Zum Titel der neuen Schriftenreihe:
Die Blätter des Abraham
von Stefan Jakob Wimmer
Neben einem "gesunden Herzen" und dem "rechten
Verhalten" ist es ein "besonderes Wissen", das der Koran dem Gottessucher und
Gottesgesandten Abraham (arab. Ibrahim) kennzeichnend zuschreibt (37,84; 21,51;
19,43; vgl. A.Th. Khoury, L. Hagemann, P. Heine, Lexikon des Islam, Digitale
Bibliothek Bd. 47, Berlin 2001, 50). Über die Quellen von Abrahams
hervorragendem Wissen macht sich auch jüdische Gelehrsamkeit Gedanken und meint
sie - wen wundert's? – am überzeugendsten mit seinem Aufenthalt in Ägypten in
Verbindung zu bringen: "um vieles Wissen wurde er dort bereichert; denn er hatte
von den Weisen Ägyptens und von den Wahrsagern die Rechenkunst und die
Sternkunde erlernt." (M.J. bin Gorion, E. bin Gorion, Die Sagen der Juden,
Leipzig 1978, 218). Der Anklang an den nach jüdischer wie islamischer Tradition
nächsten großen Glaubenslehrer Mose (arab. Musa) ist dabei offensichtlich (vgl.
Apg 7,22: "Und ausgebildet war Mose in aller Weisheit der Ägypter"). Ohne nähere
Erläuterung setzt auch der Koran die beiden Propheten in Paarbezug: Sure 87,18
erwähnt "die Blätter von Abraham und Mose" (umgekehrt "die Blätter des Mose und
des Abraham" auch Sure 53,36f.). Die beiden Stellen gehen damit über die sehr
viel häufiger genannten, vorkoranischen Offenbarungsschriften, nämlich in
erster Linie Tora, Psalter und Evangelium, hinaus. Im Einklang damit weiß ja die
islamische Tradition von weiteren Prophetenbüchern, oft auch ohne Genaueres
über ihre Bezeichnungen oder gar ihren Verbleib zu überliefern. Das Ausbleiben
präziserer Auskünfte mag kritisch-hinterfragende Geister irritieren. Gefordert
wird hier aber eine bewusst gelassene (keinesfalls beliebige!) Offenheit
gegenüber Inhalten, die angedeutet und in den Raum gestellt, aber nicht
kommentiert oder begründet werden.
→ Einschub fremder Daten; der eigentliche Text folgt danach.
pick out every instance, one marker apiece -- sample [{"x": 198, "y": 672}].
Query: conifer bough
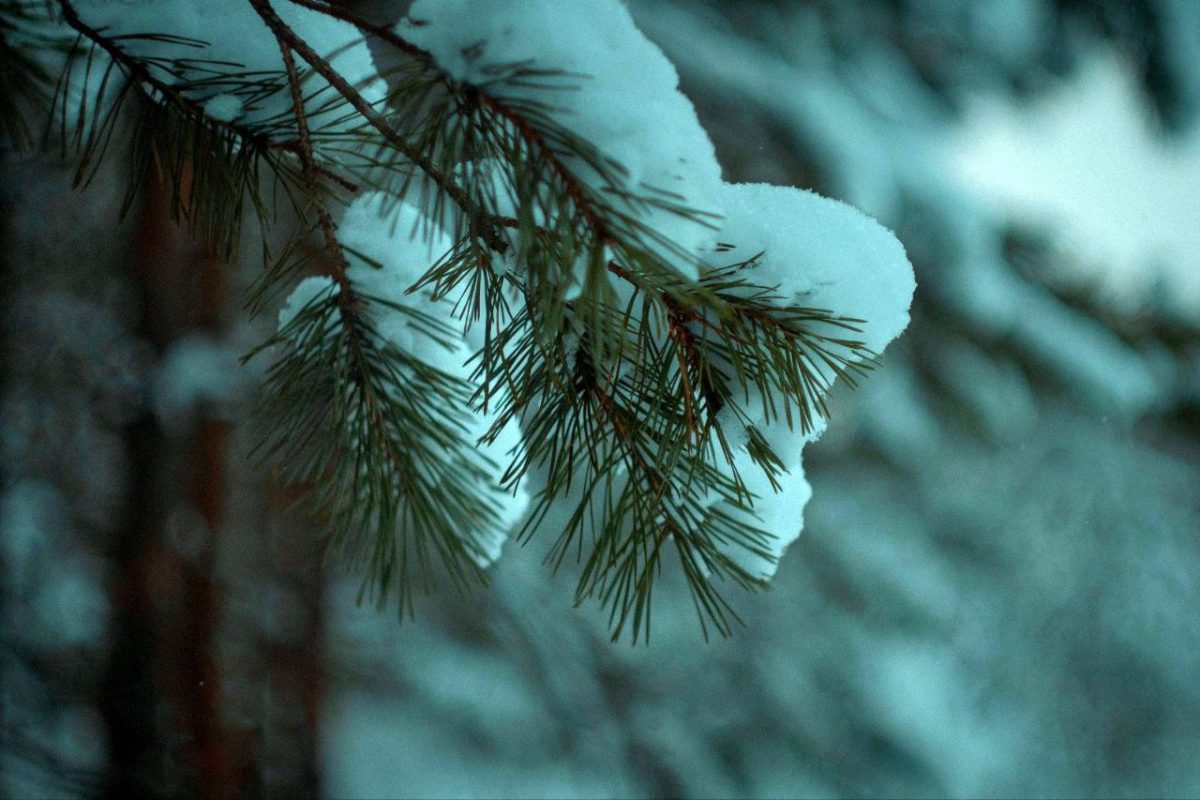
[{"x": 520, "y": 300}]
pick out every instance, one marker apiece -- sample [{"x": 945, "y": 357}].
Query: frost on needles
[{"x": 534, "y": 310}]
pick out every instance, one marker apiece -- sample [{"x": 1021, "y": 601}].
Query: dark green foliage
[{"x": 617, "y": 390}]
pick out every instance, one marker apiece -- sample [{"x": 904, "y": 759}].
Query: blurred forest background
[{"x": 997, "y": 589}]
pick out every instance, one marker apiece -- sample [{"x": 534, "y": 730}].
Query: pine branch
[{"x": 618, "y": 394}]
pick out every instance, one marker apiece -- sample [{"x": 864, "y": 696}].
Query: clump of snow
[
  {"x": 622, "y": 96},
  {"x": 307, "y": 293},
  {"x": 821, "y": 253}
]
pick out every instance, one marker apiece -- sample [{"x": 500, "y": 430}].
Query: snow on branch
[{"x": 535, "y": 307}]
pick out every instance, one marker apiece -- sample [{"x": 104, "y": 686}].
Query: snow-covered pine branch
[{"x": 534, "y": 310}]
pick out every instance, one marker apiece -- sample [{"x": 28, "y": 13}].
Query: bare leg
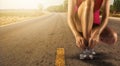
[{"x": 85, "y": 14}]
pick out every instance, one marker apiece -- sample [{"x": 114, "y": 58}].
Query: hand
[{"x": 80, "y": 41}]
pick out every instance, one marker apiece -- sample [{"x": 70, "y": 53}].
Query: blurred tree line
[
  {"x": 114, "y": 8},
  {"x": 59, "y": 8}
]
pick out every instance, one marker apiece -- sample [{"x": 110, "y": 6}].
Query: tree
[{"x": 116, "y": 5}]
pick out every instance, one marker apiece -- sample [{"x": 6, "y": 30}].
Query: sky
[{"x": 29, "y": 4}]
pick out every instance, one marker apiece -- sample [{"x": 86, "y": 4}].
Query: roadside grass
[{"x": 13, "y": 16}]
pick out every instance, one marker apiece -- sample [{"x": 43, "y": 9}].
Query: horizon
[{"x": 29, "y": 4}]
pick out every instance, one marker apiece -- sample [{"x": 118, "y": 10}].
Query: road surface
[{"x": 34, "y": 43}]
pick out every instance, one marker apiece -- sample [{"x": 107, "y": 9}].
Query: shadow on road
[{"x": 98, "y": 61}]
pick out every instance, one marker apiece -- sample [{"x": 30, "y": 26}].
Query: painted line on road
[{"x": 60, "y": 58}]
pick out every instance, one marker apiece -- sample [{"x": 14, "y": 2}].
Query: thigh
[{"x": 108, "y": 36}]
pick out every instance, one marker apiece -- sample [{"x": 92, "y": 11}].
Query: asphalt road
[{"x": 34, "y": 43}]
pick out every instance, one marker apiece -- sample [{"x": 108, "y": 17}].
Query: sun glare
[{"x": 27, "y": 4}]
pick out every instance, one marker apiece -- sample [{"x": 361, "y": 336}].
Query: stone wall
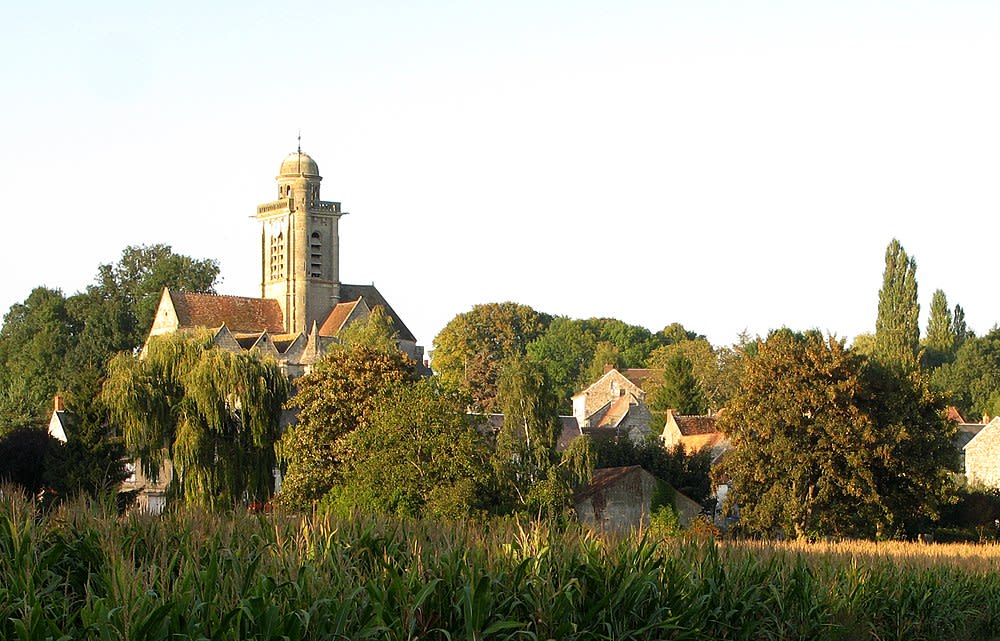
[{"x": 982, "y": 456}]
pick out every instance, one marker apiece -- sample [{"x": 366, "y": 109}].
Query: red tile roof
[
  {"x": 238, "y": 313},
  {"x": 618, "y": 410},
  {"x": 373, "y": 298},
  {"x": 695, "y": 425}
]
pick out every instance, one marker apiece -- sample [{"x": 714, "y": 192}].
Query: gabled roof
[
  {"x": 695, "y": 425},
  {"x": 605, "y": 478},
  {"x": 339, "y": 316},
  {"x": 617, "y": 411},
  {"x": 374, "y": 299},
  {"x": 612, "y": 374},
  {"x": 571, "y": 430},
  {"x": 992, "y": 426},
  {"x": 238, "y": 313},
  {"x": 639, "y": 376}
]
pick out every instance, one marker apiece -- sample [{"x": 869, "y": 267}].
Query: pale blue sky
[{"x": 726, "y": 165}]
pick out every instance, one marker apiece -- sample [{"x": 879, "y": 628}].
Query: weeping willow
[{"x": 214, "y": 414}]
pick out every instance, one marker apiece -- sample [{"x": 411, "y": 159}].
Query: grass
[{"x": 81, "y": 572}]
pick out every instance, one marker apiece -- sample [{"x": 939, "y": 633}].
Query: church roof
[
  {"x": 298, "y": 164},
  {"x": 239, "y": 313},
  {"x": 373, "y": 298}
]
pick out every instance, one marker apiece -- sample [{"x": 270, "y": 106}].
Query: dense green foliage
[
  {"x": 51, "y": 343},
  {"x": 468, "y": 351},
  {"x": 897, "y": 329},
  {"x": 335, "y": 399},
  {"x": 827, "y": 444},
  {"x": 565, "y": 351},
  {"x": 939, "y": 344},
  {"x": 531, "y": 474},
  {"x": 82, "y": 574},
  {"x": 214, "y": 414},
  {"x": 678, "y": 389},
  {"x": 972, "y": 381},
  {"x": 419, "y": 455}
]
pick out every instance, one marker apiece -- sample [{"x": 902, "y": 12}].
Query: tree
[
  {"x": 531, "y": 474},
  {"x": 824, "y": 445},
  {"x": 962, "y": 331},
  {"x": 939, "y": 346},
  {"x": 605, "y": 355},
  {"x": 335, "y": 399},
  {"x": 50, "y": 343},
  {"x": 564, "y": 351},
  {"x": 138, "y": 278},
  {"x": 687, "y": 473},
  {"x": 468, "y": 351},
  {"x": 214, "y": 414},
  {"x": 678, "y": 390},
  {"x": 716, "y": 370},
  {"x": 633, "y": 342},
  {"x": 897, "y": 330},
  {"x": 677, "y": 333},
  {"x": 972, "y": 382},
  {"x": 419, "y": 454},
  {"x": 375, "y": 332},
  {"x": 25, "y": 458}
]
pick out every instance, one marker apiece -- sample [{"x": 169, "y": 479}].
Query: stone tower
[{"x": 300, "y": 246}]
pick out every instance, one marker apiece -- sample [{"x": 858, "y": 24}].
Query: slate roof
[
  {"x": 605, "y": 478},
  {"x": 338, "y": 316},
  {"x": 638, "y": 376},
  {"x": 239, "y": 313},
  {"x": 374, "y": 299},
  {"x": 616, "y": 412}
]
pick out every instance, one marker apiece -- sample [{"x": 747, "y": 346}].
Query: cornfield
[{"x": 82, "y": 572}]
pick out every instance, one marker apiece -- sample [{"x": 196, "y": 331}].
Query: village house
[
  {"x": 620, "y": 499},
  {"x": 302, "y": 308},
  {"x": 615, "y": 405},
  {"x": 981, "y": 453}
]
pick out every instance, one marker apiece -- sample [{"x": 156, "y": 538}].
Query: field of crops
[{"x": 82, "y": 573}]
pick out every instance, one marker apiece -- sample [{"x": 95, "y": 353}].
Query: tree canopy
[
  {"x": 419, "y": 455},
  {"x": 335, "y": 399},
  {"x": 469, "y": 349},
  {"x": 897, "y": 329},
  {"x": 826, "y": 444}
]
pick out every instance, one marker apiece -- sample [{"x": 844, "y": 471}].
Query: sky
[{"x": 731, "y": 166}]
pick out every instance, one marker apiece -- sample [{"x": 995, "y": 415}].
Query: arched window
[
  {"x": 278, "y": 256},
  {"x": 316, "y": 255}
]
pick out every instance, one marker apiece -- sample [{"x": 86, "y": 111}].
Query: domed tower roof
[{"x": 298, "y": 164}]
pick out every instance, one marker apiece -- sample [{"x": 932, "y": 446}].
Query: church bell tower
[{"x": 300, "y": 246}]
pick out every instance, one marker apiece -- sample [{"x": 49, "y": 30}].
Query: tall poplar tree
[
  {"x": 940, "y": 342},
  {"x": 897, "y": 329},
  {"x": 961, "y": 330}
]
Was für koranische Offenbarung häufig gilt,
bedeutet für den konkreten Fall – die "?u?uf-Ibr?h?m" ?: dass über ihren Inhalt,
oder gar ihre religionsgeschichtliche Stellung, schlicht nichts ausgesagt
werden kann, und somit wohl auch nicht spekuliert werden soll. Nichts über
das hinaus, was der Koran selbst an Auskunft bietet:
(Auszüge aus den relevanten Passagen, in eigener
Übersetzung)
Was in den Schriften des Mose
und des Abraham, der erfüllte, steht:
Dass keine (Seele) die Last einer anderen tragen kann,
und dass dem Menschen nichts zukommt,
außer wonach er selber strebt,
und dass sein Streben gesehen wird,
und er dann voll dafür verantwortlich sein wird,
und dass zu deinem Herrn hin die Vollendung führt,
und dass Er es ist, der lachen und weinen macht,
dass Er es ist, der sterben und leben lässt!
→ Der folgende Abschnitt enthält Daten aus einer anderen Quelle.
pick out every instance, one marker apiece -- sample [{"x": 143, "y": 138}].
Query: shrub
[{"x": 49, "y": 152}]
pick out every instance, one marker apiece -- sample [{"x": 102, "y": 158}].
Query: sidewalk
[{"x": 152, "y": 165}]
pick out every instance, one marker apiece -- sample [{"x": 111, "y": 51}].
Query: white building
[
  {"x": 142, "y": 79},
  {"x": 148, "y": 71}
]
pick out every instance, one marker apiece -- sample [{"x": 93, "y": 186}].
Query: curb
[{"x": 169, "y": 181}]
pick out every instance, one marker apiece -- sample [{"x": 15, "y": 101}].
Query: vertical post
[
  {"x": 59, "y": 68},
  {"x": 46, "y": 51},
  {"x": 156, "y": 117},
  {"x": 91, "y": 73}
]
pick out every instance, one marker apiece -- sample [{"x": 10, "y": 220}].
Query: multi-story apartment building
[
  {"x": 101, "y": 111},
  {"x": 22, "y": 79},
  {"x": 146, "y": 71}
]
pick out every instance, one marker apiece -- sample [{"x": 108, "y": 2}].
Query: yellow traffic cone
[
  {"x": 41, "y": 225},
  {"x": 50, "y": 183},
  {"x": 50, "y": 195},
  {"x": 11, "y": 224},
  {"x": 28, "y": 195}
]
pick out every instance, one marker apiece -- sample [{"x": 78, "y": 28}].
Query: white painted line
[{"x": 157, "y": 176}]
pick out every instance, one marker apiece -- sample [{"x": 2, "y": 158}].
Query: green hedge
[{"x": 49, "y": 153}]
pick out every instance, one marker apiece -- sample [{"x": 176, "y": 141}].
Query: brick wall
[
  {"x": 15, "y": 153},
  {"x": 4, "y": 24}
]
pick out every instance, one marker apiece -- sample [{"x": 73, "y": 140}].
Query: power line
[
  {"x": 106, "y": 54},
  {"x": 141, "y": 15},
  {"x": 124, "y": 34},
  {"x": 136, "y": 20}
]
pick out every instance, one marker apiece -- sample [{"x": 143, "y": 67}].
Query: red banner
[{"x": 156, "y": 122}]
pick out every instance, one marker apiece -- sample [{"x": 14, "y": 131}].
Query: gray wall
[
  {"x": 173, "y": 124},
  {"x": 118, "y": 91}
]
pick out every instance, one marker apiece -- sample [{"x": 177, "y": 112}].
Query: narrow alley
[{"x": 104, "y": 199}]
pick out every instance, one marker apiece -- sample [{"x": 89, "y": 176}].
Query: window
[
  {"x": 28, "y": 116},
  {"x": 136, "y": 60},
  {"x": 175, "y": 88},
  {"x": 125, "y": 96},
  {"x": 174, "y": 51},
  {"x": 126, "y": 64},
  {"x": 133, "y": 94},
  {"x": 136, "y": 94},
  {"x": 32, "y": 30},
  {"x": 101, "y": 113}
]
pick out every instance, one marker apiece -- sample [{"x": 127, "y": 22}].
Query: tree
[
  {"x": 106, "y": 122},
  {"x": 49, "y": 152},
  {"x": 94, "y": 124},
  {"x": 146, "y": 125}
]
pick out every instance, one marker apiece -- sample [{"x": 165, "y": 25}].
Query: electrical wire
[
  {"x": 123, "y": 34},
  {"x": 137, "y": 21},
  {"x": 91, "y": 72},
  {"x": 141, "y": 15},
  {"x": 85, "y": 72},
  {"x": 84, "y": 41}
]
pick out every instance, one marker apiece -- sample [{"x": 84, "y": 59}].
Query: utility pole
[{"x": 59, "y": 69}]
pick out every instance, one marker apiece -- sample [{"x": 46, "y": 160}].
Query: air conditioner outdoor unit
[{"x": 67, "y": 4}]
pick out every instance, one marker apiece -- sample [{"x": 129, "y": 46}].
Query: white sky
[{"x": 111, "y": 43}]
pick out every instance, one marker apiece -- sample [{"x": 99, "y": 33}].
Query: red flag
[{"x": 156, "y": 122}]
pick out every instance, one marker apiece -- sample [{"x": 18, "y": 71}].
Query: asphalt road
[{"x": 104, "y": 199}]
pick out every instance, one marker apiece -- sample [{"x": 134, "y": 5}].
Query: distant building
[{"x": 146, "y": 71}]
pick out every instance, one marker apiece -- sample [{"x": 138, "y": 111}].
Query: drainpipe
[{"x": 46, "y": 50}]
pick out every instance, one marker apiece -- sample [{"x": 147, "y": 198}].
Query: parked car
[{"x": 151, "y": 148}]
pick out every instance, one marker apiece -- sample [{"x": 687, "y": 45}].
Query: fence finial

(Sure An-Na?m [Der Stern] 53,36-44)
Wir werden dich lesen lassen,
und du wirst nicht vergessen, außer was Gott will,
denn Er entscheidet, was offen liegt und was verborgen bleibt. Und Wir werden dir den
Weg zum Guten ebnen!; ...
Selig, wer sich läutert,
des Namens seines Herrn gedenkt
und betet. ...
Solches steht in den ersten Schriften,
den Blättern des Abraham und des Mose.
(Sure Al-A'l? [Der Höchste] 87, 6-8.14-15.18-19)
In achtungsvollem Rückgriff auf den so belegten
Begriff möchten wir die neue Schriftenreihe BLÄTTER ABRAHAMS nennen.